Choosing a Mate? Trust Your Gut…Trust Me!

By Shlomo Maital   

trust your gut  

   Few personal decisions rival in importance our choice of a mate.  And few decisions are as random.   At an age when hormones rage, we date a few times and then pick a mate, hoping for the best.  If it doesn’t work out too well, we try again.

    What do we know about this process that can possibly help young people make better mating decisions?  With divorce rates very high in most countries, this is definitely a problem.

   Now comes research by a team from UCLA, showing what I’ve believed for a long time (and written about before in this blog).  *   Listen to your gut!   When choosing a mate, listen to your intuition, your inner voice,  If it tells you, No!,  tell your hormones to sit down and shut up. 

       Justin Lavner and colleagues asked 464 recently married spouses whether “they had ever been uncertain about getting married”  and then compared 4-year divorce rates and marital satisfaction trajectories among those partners with and without premarital doubts.  Doubts were reported by at least one partner in two thirds of couples.  Women with premarital doubts had significantly higher 4-year divorce rates, even when controlling for many or all other factors.  Among intact couples, “doubts predicted less satisfied marital trajectories”.  They conclude: “Valid [in your gut] precursors of marital distress are evident during couples’ engagement”.

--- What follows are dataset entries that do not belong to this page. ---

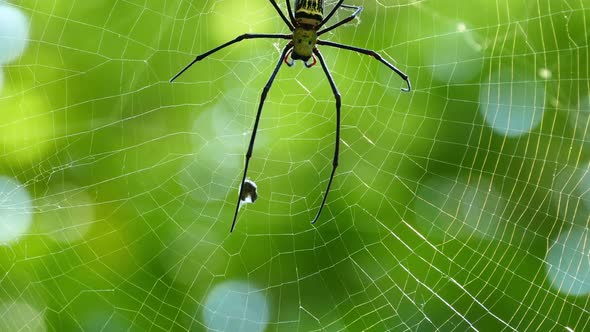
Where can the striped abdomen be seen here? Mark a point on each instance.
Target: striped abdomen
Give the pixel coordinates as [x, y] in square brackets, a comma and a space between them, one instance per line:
[309, 11]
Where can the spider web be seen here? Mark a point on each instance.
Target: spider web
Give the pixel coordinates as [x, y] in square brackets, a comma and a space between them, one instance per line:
[462, 205]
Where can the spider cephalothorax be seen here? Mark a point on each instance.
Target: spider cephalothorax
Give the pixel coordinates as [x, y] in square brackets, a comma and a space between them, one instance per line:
[306, 26]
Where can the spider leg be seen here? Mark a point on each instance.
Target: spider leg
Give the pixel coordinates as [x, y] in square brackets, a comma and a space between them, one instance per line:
[329, 16]
[274, 4]
[357, 11]
[373, 54]
[337, 144]
[290, 11]
[253, 136]
[238, 39]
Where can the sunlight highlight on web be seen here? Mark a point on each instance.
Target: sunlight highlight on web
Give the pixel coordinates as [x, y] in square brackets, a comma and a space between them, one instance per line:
[235, 306]
[512, 104]
[15, 210]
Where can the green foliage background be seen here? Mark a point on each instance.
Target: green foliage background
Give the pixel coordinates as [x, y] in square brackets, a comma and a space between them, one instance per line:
[89, 103]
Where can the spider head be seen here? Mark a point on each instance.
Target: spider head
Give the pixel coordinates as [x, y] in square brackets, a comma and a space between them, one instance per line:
[303, 43]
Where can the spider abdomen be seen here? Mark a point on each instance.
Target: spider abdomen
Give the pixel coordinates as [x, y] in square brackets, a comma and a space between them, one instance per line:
[309, 12]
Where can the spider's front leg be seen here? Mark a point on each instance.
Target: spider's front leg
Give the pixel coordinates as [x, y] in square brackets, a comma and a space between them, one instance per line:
[255, 129]
[337, 144]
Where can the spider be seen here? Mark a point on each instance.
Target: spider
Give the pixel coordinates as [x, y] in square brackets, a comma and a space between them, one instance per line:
[305, 26]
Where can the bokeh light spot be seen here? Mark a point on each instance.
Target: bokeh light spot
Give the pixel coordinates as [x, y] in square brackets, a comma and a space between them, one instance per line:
[20, 316]
[14, 33]
[512, 104]
[568, 264]
[15, 210]
[235, 306]
[28, 127]
[456, 55]
[545, 73]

     In all decisions, not just choosing a mate, we should try to listen carefully to our inner voices.  When our hormones are jamming the airwaves with urgent ‘yes’ messages, it’s often tough to hear that whispered intuitive ‘no’.   It works both ways.  A whispered ‘yes’ may be hard to hear, too.   Let’s treat our guts as more than a place where food is processed.  Let’s try to listen. 

* Justin A. Lavner, Benjamin R. karney and Thomas N. Bradbury.   “Do Cold Feet Warn of Trouble Ahead? Premarital Uncertainty and Four-year Marital Outcomes”.  Journal of Family Psychology, 26 (6), 2012, 1012-1017.